As her father intended to create another attraction, Coralie’s life changed. She had to swim the Hudson River to be a river monster. It was after one of these swims that she spied a man named Eddie and her life would never be the same. Eddie was a photographer, also telling his own story. He left his father to fend for himself. Eddie also left behind his religion. Eddie came to know the dirty and dark secrets of the city. He had recently photographed the ruin of the Triangle Fire, an entire factory of girls had been burned up. The doors had been locked. Eddie gets embroiled in the mystery of a missing girl and so too does Coralie, for Coralie is the one who finds her, but the girl’s story does not end there.
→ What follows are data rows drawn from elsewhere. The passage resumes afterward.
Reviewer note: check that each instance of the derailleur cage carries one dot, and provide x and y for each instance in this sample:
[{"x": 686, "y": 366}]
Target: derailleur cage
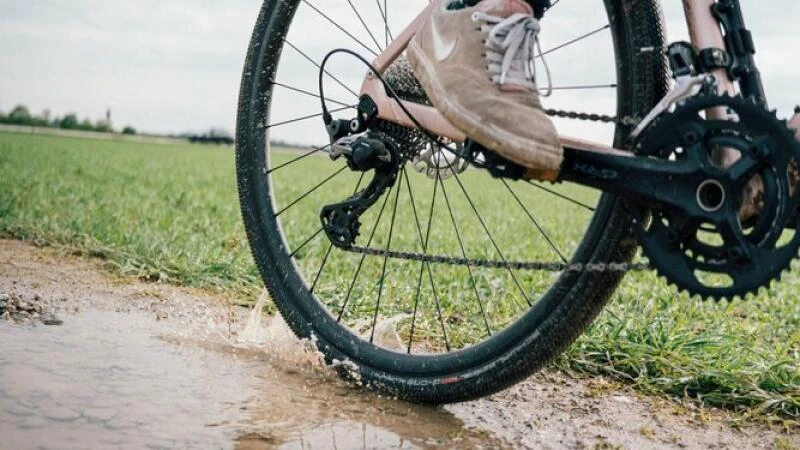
[{"x": 371, "y": 151}]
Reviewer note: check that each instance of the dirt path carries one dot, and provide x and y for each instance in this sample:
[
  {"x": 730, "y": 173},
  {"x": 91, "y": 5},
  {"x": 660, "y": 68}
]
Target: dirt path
[{"x": 275, "y": 396}]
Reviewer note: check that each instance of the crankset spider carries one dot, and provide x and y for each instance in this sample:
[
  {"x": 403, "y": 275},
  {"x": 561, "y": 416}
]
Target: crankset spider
[{"x": 714, "y": 248}]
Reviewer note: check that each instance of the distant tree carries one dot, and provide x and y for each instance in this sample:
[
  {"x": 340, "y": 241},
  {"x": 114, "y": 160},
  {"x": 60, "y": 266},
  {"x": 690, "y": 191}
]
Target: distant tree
[
  {"x": 86, "y": 125},
  {"x": 103, "y": 126},
  {"x": 69, "y": 122},
  {"x": 20, "y": 115}
]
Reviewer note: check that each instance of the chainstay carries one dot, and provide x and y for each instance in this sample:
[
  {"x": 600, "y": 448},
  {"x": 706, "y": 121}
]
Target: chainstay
[{"x": 499, "y": 264}]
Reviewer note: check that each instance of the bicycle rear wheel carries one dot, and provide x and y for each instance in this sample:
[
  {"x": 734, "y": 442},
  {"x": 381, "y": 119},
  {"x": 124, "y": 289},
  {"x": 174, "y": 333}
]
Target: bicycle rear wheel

Coralie’s life seems to tailspin into something that it never was before. Her father becomes obsessed with his river monster. Coralie realizes what it is to care for a man. In the end, she comes to realize that her life up until this point has not always been what people said it was. Yes, there were extraordinary things in the Museum of Extraordinary Things, Coralie had been one of them, but she can go on being extraordinary in her own life.

What I liked

There was actually a lot of history in this book. The Triangle Fire was a real thing and so was the Wizard mentioned in the story. He wasn’t a real wizard, people just called him that. The Triangle Fire’s hundredth anniversary was in 2011. Girls had been locked in the factory. They jumped out of windows from the 8th and 9th floors, hoping to escape the flames. All they found was death. There were forty bodies, or so, on the sidewalk by the time it had all ended. The aftermath of this fire helped in bringing forth different working conditions for people in factories.

I think I had heard about the Triangle Fire before, but I hadn’t known this much about it. I’m glad I was able to learn a bit more about history from this book. Alice takes her time to put real life into her books and I appreciate that.

Coralie was also an interesting character. She thought she knew what her life was, but things changed that. Life became something different for her. She had been ashamed of herself but learned not to be.

What I didn’t like

Despite all the great history, this story seems to lull a bit. There is action. Things do happen, but they’re not overly grand things. The action, when it happens, just seems a little slow. Action in a story doesn’t have to be fast and hard, but, I don’t know, this story kind of drifts rather than speeds.

The book did get quite interesting though and I enjoyed reading it.

In some ways, I feel like the characters are a bit stereotyped. We have a mad scientist who. We have a to be pitied woman. We have a girl who doesn’t know who she is. We have a man who forsook his religious life for worldly living. These characters all exist and have existed for a long time. The story is still interesting, but with expected things.


I’m glad I work at a place that doesn’t lock the doors.

Weigh In

Do you think Coralie is brave for accepting herself as she is?

Do you think Coralie’s father was without compassion for Coralie?